Review by Steve Bennett

London Hughes is just a teensy bit less coy than the semi-censored title of her show suggests. For if you’re going to be offended by the word ‘dick’ this is 100 per cent not the comedy special for you.

To Catch A D*ck is a bawdy, unfiltered romp through Hughes’s eventful sexual history, from 50 Shades Of Grey role-playing to blow-job techniques such as The Seagull, enthusiastically acted out here; and from her tireless research into the stereotype that black men are well hung to dates with an Olympic boxer, a drug-addled investment banker and a generous foot-fetishist. Occasionally, she’ll even sleep with a ‘civilian’ - but only out of charity, mind.

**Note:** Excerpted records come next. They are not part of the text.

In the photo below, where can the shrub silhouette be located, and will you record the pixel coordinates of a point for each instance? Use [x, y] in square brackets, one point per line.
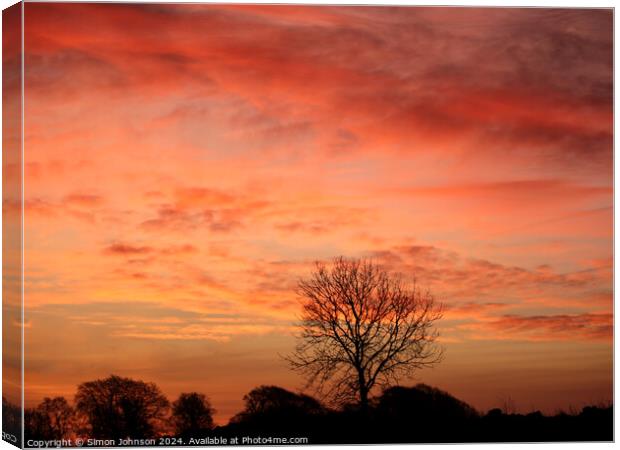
[422, 403]
[117, 408]
[192, 415]
[53, 418]
[11, 421]
[275, 407]
[428, 413]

Every moment of this show is celebratory and sex-positive. Gleefully reclaiming he word ‘ho’, she he can lay claim, like Luisa Omielan before her, to being the Beyoncé of comedy: raucous, uncompromising and fun – while packing some seriously empowering attitude into her knob jokes.

If confidence was currency, Hughes would be Jeff Bezos. Her opening line is: ‘I’m London Hughes and I’m really funny’ - and latter boasts of her ambition to become ‘the next female Richard Pryor’. She certainly shares his willingness that life should be an open book.

It is, perhaps, a living version of ‘dressing for the job you want’: act like a global comedy superstar for long enough and that will be your fate. Even in her first TV job, as a presenter on porn channel Babestation, was she working the angles, looking for a way to get spotted in the hinterland of the cable channels. And with this special, a movie, and surely more in the pipeline, Hughes is starting to fulfil that VIP destiny.

But there is a flip-side to this, which forms the crux of this special. She’s successful, confident, good-looking and funny, all of which very shaggable traits in a man. Yet she finds herself woefully, perpetually single. And not for the want of asking.

The exposing of dual standards is a constant her material - even when sometimes those hypocrisies works in her favour. Coming from a male comedian, the idea of a woman Giving Head for shoes would almost certainly be sexist – but Hughes is very clear that she’s perfectly happy with that deal. Like everything, it’s on her terms.

Most tellingly, when she has to brazen out an odd situation in one of her typically wild anecdotes she tells herself: ‘I need to carry myself with all the confidence of a mediocre man.’ There are many such wise words on society’s ingrained sexism here, casually tossed out in her force-of-nature delivery that sometimes leaves her short of breath.

Inevitably, that supercharged performance loses some of its potency through the screen – and the frankness might make for awkward viewing, depending on who you view it with – but the way she works and energises the Los Angeles crowd, boosting the women’s confidence while teasing the men, nevertheless shines through.

Yet beyond the assured, raunchy swagger, there’s a single-minded purpose, which will supercharge her assault on the American scene, kicking down its doors with this energetic special.